Fortunately, this first printed proof also has revealed plenty of positive aspects. The fonts in intro are good, deep black and at the right size. The composition of the pages are really good with very good respect of bleeds and large comic page that fill the area. The thickness of the book and the glossy hardcover is ideal. The thin grained smooth paper is non-glossy and gives a traditional aspect to the artworks. Also, this is the most hi-resolution printed version of Pepper&Carrot I saw to the date. So, I have hopes, once I fix this color issue it will be perfect. I'm sure the color profile in itself has this tendency to be bright; but not probably as bright as that.

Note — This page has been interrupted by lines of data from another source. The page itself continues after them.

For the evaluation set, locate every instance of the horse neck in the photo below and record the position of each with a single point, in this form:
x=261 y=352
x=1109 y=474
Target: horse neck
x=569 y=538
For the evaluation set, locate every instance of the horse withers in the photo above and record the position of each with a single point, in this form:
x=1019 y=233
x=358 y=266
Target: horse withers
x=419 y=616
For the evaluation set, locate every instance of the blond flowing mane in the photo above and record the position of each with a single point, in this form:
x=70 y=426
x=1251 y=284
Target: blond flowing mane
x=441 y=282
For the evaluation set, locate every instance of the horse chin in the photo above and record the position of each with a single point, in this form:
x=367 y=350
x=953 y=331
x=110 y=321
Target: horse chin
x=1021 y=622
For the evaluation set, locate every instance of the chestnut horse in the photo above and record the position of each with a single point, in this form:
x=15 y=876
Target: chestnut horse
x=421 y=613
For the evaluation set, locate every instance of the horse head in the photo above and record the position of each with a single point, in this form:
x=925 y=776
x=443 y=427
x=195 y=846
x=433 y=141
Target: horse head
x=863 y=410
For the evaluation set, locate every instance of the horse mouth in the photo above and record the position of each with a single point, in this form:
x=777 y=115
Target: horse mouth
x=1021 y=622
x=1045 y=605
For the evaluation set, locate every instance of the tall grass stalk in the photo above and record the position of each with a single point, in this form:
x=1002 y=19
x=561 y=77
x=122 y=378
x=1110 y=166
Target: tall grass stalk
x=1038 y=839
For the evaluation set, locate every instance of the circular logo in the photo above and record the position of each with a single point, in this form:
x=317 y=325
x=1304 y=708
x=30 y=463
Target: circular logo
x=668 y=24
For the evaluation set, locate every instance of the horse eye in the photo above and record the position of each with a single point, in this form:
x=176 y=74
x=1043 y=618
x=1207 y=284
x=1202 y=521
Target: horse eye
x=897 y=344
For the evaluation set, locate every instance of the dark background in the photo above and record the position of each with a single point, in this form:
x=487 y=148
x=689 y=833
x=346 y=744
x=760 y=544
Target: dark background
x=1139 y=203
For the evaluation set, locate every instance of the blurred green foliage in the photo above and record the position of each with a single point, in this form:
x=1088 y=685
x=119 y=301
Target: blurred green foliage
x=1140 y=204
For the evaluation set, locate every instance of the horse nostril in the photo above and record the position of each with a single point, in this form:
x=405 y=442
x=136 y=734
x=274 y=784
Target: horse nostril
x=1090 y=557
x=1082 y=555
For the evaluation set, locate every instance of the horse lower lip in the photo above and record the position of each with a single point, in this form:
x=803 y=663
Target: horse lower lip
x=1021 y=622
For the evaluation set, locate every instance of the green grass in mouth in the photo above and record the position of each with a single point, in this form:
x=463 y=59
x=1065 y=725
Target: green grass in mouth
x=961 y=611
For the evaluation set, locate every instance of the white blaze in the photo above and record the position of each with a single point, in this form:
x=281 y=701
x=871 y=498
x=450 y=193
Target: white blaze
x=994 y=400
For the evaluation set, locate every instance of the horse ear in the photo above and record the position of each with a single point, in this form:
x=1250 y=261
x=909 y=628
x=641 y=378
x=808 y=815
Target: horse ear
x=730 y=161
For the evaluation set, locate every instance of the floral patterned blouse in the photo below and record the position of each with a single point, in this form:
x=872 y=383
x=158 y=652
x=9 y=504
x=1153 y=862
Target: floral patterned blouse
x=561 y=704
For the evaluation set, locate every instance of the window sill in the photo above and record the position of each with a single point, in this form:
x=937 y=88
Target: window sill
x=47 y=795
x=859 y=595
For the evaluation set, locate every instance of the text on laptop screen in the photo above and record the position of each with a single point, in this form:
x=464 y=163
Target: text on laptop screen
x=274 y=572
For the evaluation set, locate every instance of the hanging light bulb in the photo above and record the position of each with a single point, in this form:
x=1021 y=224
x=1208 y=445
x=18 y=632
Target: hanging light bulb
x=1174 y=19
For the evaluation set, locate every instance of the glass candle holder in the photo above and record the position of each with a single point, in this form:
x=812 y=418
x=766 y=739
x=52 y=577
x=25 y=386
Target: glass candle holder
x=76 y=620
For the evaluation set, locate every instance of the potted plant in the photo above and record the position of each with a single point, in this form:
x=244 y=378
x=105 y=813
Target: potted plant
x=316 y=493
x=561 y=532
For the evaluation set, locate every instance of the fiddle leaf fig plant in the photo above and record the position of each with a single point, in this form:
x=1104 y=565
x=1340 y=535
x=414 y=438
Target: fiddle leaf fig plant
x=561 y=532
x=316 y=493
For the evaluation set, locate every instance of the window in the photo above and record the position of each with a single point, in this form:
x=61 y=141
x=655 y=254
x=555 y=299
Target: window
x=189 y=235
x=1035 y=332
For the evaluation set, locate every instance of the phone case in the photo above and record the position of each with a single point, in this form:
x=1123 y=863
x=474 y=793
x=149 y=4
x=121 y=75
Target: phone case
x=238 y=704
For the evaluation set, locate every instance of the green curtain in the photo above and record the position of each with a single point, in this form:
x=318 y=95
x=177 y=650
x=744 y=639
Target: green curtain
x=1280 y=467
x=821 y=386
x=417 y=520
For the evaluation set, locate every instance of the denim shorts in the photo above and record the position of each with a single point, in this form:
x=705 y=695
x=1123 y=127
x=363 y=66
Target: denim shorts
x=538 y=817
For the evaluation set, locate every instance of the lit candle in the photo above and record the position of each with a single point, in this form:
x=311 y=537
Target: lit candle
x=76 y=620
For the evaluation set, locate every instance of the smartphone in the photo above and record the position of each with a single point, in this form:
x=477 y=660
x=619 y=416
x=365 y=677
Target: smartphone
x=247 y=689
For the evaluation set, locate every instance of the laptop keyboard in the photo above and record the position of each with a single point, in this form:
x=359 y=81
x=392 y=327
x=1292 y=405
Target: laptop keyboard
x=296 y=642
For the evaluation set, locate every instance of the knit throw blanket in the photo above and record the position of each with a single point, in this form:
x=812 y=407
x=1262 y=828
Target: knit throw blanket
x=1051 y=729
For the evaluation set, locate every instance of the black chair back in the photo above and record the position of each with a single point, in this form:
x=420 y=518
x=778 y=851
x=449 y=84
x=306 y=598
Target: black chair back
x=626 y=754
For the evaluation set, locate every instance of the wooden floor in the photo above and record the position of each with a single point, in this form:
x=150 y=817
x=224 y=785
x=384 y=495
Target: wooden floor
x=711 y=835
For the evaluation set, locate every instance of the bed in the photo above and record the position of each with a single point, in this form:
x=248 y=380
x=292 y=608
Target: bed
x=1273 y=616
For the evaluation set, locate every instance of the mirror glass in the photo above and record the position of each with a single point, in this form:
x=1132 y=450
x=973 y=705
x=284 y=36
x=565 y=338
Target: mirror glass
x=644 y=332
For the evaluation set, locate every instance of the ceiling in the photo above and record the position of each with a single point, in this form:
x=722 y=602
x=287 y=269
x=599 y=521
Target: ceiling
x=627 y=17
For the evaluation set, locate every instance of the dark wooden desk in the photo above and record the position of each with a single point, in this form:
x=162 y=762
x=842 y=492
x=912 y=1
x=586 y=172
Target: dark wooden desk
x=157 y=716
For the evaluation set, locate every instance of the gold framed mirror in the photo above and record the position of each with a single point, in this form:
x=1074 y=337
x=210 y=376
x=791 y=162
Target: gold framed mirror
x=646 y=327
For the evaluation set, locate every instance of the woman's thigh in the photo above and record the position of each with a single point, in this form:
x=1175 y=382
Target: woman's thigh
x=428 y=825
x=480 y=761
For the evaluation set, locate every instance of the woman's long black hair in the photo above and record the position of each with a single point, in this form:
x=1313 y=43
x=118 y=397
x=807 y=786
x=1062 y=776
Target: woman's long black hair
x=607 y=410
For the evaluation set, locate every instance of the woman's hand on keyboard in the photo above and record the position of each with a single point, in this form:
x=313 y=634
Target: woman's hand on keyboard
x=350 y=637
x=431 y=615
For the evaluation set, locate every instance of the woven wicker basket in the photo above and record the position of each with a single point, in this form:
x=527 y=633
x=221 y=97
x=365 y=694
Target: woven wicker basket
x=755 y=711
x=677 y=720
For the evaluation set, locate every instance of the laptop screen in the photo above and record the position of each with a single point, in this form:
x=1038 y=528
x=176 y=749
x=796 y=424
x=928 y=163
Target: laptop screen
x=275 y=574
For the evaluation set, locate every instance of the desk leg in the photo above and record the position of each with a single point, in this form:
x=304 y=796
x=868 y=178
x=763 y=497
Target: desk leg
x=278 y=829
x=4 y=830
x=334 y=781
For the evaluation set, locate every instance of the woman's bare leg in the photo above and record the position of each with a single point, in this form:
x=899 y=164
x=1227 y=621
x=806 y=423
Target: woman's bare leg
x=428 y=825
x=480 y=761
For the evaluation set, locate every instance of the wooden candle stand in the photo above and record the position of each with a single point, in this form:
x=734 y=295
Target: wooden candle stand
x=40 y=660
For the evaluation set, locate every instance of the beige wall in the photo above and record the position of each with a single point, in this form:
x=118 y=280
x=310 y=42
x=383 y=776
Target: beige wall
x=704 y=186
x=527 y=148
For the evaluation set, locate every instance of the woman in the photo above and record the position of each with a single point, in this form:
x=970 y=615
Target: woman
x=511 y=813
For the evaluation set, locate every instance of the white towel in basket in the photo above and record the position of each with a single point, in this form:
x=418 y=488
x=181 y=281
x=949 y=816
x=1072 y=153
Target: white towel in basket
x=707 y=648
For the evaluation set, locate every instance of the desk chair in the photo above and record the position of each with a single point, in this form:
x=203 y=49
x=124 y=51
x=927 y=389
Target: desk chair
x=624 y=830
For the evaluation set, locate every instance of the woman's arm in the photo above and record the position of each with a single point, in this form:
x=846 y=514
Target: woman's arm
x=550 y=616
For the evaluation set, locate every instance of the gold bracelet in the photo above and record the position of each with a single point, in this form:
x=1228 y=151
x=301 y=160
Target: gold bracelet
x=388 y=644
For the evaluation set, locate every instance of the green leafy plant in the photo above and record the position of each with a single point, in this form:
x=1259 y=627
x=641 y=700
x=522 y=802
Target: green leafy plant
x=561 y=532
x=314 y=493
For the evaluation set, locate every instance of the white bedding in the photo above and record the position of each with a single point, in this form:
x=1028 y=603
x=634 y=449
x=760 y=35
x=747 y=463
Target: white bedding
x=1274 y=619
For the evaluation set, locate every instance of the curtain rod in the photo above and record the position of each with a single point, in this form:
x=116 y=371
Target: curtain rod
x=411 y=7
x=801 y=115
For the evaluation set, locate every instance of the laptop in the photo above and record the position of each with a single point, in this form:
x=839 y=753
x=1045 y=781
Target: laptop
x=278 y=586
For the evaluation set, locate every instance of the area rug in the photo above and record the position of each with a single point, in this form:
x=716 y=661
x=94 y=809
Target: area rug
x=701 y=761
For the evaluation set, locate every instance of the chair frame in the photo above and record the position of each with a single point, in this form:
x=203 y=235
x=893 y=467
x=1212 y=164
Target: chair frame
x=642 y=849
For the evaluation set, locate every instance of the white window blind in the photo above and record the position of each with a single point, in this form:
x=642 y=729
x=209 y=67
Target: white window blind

service of POD with -I assume- machine operators that just put the file into the printers and have too big volumes to daily print (and pack books) to care about my non Adobe InDesign PDF files. So, I'll have to experiment and learn with more trial and errors: I'll keep sending on their server more files with various color strategy and wait for new printed proof until I can validate one. When I'll find the best workflow, I'll publish how I did. This project cost me already four time more than what I expected. Benefits of the books will never cover the months I did put into it, and the printed proof will make just increase the cost to a point where making this book with FLOSS already cost me more than buying a random Windows 10 laptop and pay a one month subscription for InDesign. But I'm doing it full FLOSS to reveal those issues, report them and aiming for quality always had a high price.
So that's all, expect new updates for the book project on 2020 when I'll receive the new printed proof that require around 20 days to be generated. Waiting for that, I'll focus with the Pepper&Carrot team of contributors on the next Pepper&Carrot episode!